Por: Andrés Quintero Olmos.
Una economía como la colombiana, que tiene una mano de obra diez veces más onerosa que la mayoría de los países asiáticos, no puede competir en la economía de la imitación sino únicamente en la de la innovación.
Brasil, lo entendió muy bien hace más de dos décadas. Su sector agrícola, que concentra hoy más de 33% del empleo del país, ha sido catalogado por la FAO como el de mayor avance tecnológico en los últimos años: Brasil tuvo en la década de los 2000 el principal crecimiento agrícola en el mundo. Su agroindustria representa, hoy, 25% de su PIB y el sector agrícola crece al doble que el ritmo nacional. El Estado brasileño no logró estos resultados gratuitamente; invirtió sin contar en la investigación científica y desarrollo agroindustrial.
Si Colombia no da este salto de inversión estatal en agricultura avanzada, si no adecua el escenario jurídico de las licencias ambientales y del aprovechamiento tributario de las tierras cultivables, si no se crea un banco de tierras estatales que concesione el uso de éstas al sector privado, etc. la nación nunca se podrá convertir en la gran exportadora de productos agrícolas que todos anhelamos, sino que se mantendrá en mera importadora tanto de productos básicos alimentarios como de conocimiento.
Hoy, tristemente nuestros jóvenes están más pendiente de estudiar abogacía, economía y administración de empresa que ingeniería, química, matemática, agronomía, informática, biología o física. Si el Estado colombiano no incita al sector privado y no invierte suficientemente en la educación universitaria avanzada de estas carreras y en la investigación científica pertinente, Colombia no podrá aprovechar el auge tecnológico que se avecina, en donde habrá una revolución increíble de la nanotecnología, la biotecnología, la agroindustria, el “big data”, la robótica, las impresoras 3D y los computadores cuánticos.

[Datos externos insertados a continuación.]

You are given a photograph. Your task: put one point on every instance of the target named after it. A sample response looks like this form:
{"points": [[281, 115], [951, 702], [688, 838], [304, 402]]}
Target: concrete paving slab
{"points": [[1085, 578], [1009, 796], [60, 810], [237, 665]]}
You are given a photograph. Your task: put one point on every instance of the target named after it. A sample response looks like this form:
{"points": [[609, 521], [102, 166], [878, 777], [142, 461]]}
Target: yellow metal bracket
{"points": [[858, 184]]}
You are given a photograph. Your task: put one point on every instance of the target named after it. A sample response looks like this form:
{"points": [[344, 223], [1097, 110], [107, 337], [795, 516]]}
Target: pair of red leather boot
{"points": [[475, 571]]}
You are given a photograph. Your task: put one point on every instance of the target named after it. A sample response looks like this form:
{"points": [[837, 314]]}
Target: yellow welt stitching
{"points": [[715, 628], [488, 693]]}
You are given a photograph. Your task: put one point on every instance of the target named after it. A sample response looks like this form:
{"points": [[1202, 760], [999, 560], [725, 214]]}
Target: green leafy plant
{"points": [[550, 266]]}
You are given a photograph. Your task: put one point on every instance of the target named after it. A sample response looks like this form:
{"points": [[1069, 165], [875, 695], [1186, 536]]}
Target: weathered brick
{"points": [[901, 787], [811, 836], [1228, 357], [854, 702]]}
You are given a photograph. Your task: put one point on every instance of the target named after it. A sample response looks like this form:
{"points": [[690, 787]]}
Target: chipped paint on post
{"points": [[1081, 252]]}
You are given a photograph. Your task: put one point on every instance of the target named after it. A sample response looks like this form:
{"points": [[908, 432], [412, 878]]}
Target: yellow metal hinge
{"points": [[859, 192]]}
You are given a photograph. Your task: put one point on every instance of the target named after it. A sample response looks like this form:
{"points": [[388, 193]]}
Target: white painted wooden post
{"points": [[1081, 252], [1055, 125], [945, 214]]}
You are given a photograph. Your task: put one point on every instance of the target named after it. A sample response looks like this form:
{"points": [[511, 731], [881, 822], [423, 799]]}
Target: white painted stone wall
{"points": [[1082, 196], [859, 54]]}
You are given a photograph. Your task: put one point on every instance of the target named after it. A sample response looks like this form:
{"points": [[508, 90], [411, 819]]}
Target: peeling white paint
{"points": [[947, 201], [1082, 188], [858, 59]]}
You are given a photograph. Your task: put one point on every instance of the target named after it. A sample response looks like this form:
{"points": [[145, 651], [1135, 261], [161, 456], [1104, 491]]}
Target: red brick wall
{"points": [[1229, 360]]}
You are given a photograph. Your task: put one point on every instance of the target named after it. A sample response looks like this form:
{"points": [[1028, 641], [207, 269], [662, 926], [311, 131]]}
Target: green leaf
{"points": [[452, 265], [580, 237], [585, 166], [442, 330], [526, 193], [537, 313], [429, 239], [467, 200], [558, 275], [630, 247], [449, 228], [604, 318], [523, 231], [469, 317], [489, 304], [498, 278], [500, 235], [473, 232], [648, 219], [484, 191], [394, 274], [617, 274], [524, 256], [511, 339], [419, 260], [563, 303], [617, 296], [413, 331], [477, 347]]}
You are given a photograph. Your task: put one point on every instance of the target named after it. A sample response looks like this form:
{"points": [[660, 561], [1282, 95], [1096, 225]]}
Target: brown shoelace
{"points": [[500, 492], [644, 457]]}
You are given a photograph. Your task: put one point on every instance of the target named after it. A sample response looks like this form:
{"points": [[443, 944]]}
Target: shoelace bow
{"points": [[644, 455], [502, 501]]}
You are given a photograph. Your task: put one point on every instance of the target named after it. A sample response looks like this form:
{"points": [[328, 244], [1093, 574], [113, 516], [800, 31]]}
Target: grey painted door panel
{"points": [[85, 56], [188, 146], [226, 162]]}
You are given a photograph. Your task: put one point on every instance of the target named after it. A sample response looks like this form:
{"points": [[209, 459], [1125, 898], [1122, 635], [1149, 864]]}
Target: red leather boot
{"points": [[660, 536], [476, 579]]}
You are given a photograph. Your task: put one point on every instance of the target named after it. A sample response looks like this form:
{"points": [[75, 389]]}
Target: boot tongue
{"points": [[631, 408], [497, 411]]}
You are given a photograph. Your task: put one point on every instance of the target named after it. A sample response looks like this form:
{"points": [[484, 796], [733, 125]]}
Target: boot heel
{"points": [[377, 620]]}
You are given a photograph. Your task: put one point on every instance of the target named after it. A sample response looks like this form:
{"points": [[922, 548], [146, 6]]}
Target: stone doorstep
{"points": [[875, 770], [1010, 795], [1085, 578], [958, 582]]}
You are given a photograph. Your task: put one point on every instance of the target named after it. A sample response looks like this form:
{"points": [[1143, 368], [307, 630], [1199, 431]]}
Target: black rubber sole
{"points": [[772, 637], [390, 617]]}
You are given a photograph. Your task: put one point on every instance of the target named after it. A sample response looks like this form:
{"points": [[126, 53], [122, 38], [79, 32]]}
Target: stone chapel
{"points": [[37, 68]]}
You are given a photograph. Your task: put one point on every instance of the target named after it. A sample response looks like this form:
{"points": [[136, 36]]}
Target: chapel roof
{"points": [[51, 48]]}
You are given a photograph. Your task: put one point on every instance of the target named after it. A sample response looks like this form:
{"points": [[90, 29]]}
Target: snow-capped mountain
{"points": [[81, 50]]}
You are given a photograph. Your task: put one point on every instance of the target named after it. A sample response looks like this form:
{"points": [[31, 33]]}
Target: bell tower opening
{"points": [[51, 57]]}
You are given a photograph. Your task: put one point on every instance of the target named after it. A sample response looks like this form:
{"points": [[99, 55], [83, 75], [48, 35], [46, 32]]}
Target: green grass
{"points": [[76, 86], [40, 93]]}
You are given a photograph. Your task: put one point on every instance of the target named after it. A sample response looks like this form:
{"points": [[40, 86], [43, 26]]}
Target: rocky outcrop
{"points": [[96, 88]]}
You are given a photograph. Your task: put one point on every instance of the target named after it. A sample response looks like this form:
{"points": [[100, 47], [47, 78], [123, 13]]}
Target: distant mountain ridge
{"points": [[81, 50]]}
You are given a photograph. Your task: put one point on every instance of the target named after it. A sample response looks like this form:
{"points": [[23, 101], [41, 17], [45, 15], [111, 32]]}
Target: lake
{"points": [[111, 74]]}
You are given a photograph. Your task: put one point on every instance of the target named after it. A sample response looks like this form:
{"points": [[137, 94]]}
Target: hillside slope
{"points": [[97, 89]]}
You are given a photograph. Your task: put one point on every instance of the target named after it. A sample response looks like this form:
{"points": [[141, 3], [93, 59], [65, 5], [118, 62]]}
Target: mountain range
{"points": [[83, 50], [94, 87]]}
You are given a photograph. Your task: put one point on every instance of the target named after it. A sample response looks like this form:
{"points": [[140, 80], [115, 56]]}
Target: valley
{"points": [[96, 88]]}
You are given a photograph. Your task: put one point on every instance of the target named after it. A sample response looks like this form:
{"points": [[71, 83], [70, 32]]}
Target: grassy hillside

Mientras tanto, y lastimosamente, en Colombia el debate es otro: el Gobierno sólo promueve el desarrollo del país desde La Habana. Como lo expresa Miguel Gómez, en su última columna, “La Habana se ha convertido en la excusa para no gobernar. Pareciera que el Gobierno ha terminado por creer su propio discurso de que el desempleo, la baja productividad, los problemas estructurales de competitividad, el retraso tecnológico, la ausencia de justicia, la corrupción, el déficit fiscal, la inseguridad ciudadana se van a corregir con la firma del acuerdo”.
Cuando en el Parlamento francés los debates se desviaban y no se lograba cambiar la realidad, Víctor Hugo solía afirmar lo siguiente: “¿Cuál es nuestro actual y más grande peligro? La ignorancia, la ignorancia, más allá de la pobreza. Es a favor de la ignorancia que ciertas fatales doctrinas pasan del espíritu despiadado de los teóricos a la mente confusa de las multitudes. El día que la ignorancia desparezca, los sofismos se desvanecerán”. Ojalá el día que el proceso de la Habana desaparezca, volvamos a debatir los temas esenciales de nuestro progreso, y los sofismas desparezcan; pero quizás ya sea muy tarde.